Schooled

A Controversial Teacher-Evaluation Method Is Heading to Court. Here’s Why That’s a Huge Deal.

New York Gov. Andrew Cuomo is a big fan of using test scores to evaluate teachers. 

Photo by Spencer Platt/Getty Images

Sheri Lederman has taught elementary school in Great Neck, New York, for 18 years. She had always been “highly regarded as an educator” (her superintendent’s words), with more than two-thirds of her students scoring as proficient or advanced in 2012–13. But then, the next year, although roughly the same percentage of her students met or exceeded state standards, Lederman was slapped with an “ineffective” rating and given one out of 20 points. What happened? To understand that requires a quick briefing on the labyrinthine, data-driven methods used to evaluate her, one that’s known as student-growth percentile, or SGP, which measures a student’s growth from one year to the next.* It is similar to another evaluation method beloved by education reformers that’s known as value-added modeling, or VAM. If Lederman’s lawsuit succeeds, both of these score-based evaluation systems could be under serious threat.

Proponents tout SGP and VAM as a means of assessing a teacher’s effectiveness that’s far more accurate and objective than previous systems that scored teachers exclusively on principal or student evaluations, or on standardized test scores in a vacuum. Critics, including Lederman, believe that these scoring methods are irrational and potentially injurious to even the best teachers.

These systems work in part by assessing students’ year-to-year progress: by measuring the same cohort of students’ scores as they move up a grade as well as comparing that cohort with the previous year’s scores. In deeming whether a teacher should be rated as “highly effective,” “effective,” “developing,” or “ineffective,” the scores also attempt to control for factors outside a teacher’s control, like demographics (not that Great Neck is exactly rife with disadvantaged youth) and past test scores. The goal of these models is to isolate how much value each teacher adds to the equation.

But is it fair? Lederman doesn’t think so, and she’s suing the New York State Education Department to scrap her score. In the opening paragraph of her lawsuit, she claims that the score she received was “arbitrary and capricious and an abuse of discretion,” and one that could damage her future career prospects. (In New York, a teacher who receives two consecutive “ineffective” ratings could be placed on the fast track to dismissal.) Oral arguments begin Wednesday in a case that education reformers and their opponents are watching closely.

These approaches to teacher assessment are relatively new—major school systems like New York, Chicago, and the District of Columbia started deploying VAM at the beginning of the decade, and now more than half the states use some form of it—that has been rife with controversy from the beginning. While classroom observations do play a role in a teacher’s overall score, one recurring complaint is that, because these metrics hinge so much on test-score growth, students scoring high one year may leave little room for improvement the next year, which could hurt their teachers’ ratings. These evaluations often measure students’ predicted test scores against their actual scores, which can lead to some lopsided results, like the much-discussed predicament of this Florida teacher. And, as a Schooled story illustrated last month, because the testing is generally limited to math and English, teachers of, say, art or science could be punished for students’ performance in subjects they don’t even teach. 
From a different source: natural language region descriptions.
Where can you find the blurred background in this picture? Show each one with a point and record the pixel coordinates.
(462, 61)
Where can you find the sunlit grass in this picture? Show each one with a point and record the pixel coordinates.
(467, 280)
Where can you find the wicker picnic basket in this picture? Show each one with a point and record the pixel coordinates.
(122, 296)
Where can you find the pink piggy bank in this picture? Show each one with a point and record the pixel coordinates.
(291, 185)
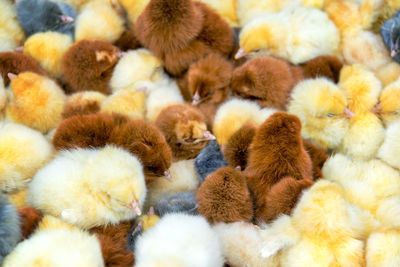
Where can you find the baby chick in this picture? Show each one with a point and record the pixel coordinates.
(224, 197)
(170, 243)
(266, 80)
(209, 160)
(36, 101)
(45, 15)
(182, 202)
(17, 165)
(12, 62)
(184, 129)
(295, 34)
(99, 20)
(88, 65)
(117, 187)
(10, 233)
(48, 48)
(322, 109)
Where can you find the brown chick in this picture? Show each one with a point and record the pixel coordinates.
(322, 66)
(180, 32)
(88, 65)
(276, 152)
(236, 151)
(184, 129)
(266, 80)
(12, 62)
(224, 197)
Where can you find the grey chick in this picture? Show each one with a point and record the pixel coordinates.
(390, 32)
(209, 160)
(44, 15)
(183, 202)
(10, 233)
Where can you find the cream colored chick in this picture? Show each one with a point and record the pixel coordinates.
(233, 114)
(309, 239)
(372, 185)
(383, 248)
(366, 132)
(179, 240)
(11, 33)
(322, 109)
(48, 48)
(58, 246)
(89, 188)
(184, 179)
(99, 20)
(296, 34)
(36, 101)
(135, 66)
(22, 152)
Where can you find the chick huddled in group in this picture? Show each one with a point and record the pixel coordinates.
(96, 187)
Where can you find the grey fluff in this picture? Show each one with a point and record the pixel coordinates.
(182, 202)
(10, 231)
(209, 160)
(44, 15)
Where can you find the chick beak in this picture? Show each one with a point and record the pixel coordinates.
(11, 76)
(196, 99)
(168, 175)
(348, 113)
(135, 207)
(66, 19)
(240, 53)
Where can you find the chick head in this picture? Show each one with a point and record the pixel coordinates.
(322, 109)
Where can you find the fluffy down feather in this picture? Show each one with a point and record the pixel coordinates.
(36, 101)
(10, 233)
(96, 187)
(17, 165)
(179, 240)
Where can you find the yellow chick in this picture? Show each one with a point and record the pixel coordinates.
(58, 246)
(129, 102)
(233, 114)
(22, 152)
(88, 188)
(226, 9)
(295, 34)
(11, 33)
(366, 132)
(85, 102)
(309, 239)
(135, 66)
(322, 109)
(48, 48)
(383, 248)
(99, 20)
(36, 101)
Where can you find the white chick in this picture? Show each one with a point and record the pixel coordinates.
(179, 240)
(22, 152)
(87, 187)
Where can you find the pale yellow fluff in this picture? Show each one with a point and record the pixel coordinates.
(295, 34)
(320, 106)
(48, 48)
(137, 65)
(383, 248)
(129, 102)
(99, 20)
(184, 179)
(57, 248)
(87, 188)
(22, 152)
(36, 101)
(233, 114)
(11, 33)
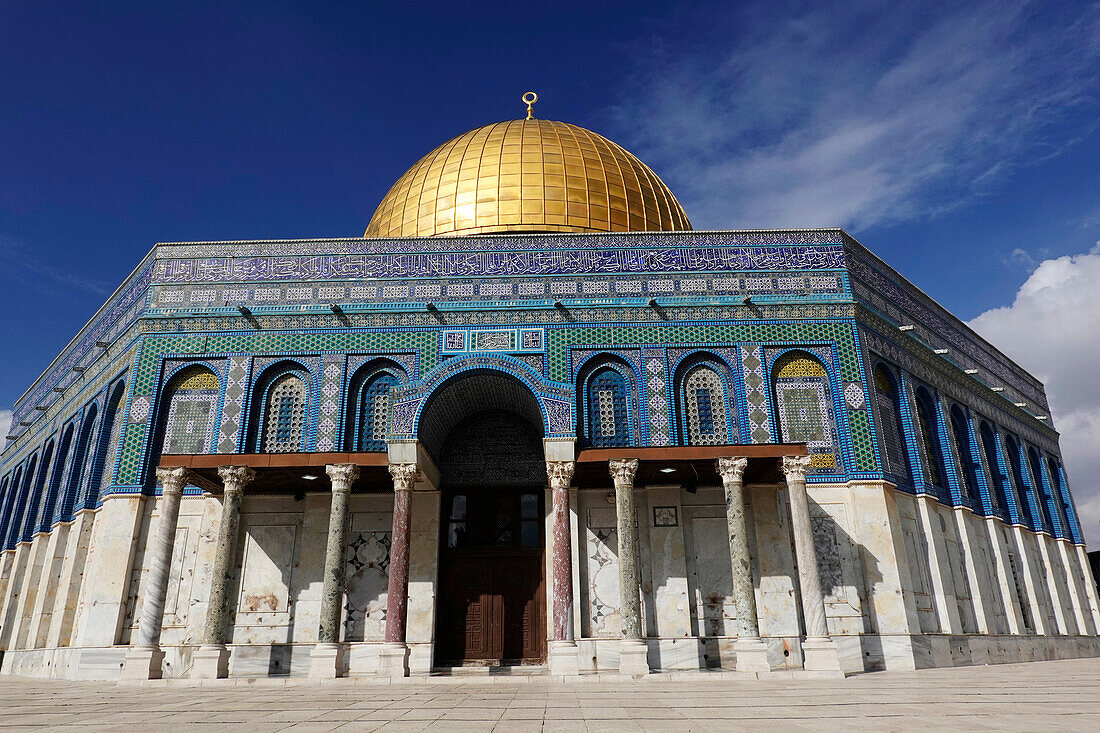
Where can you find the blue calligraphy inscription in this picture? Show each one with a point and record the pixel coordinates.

So the future of using student test scores to evaluate teacher performance—which the Gates Foundation has found to be effective, and which education reformers, including Education Secretary Arne Duncan and New York’s own Gov. Andrew Cuomo, have doggedly embraced despite concerns—may hang in the balance with this lawsuit. If Lederman prevails, New York may have to start from scratch and come up with an entirely new teacher evaluation system. And, to adapt Metternich’s line about France and Europe: When New York sneezes, the rest of the United States catches a cold.

*Correction, Aug. 12, 2015: This post originally misstated that New York uses value-added modeling. It uses student-growth percentiles. The post has been revised to clarify the difference between student-growth percentiles and value-added modeling.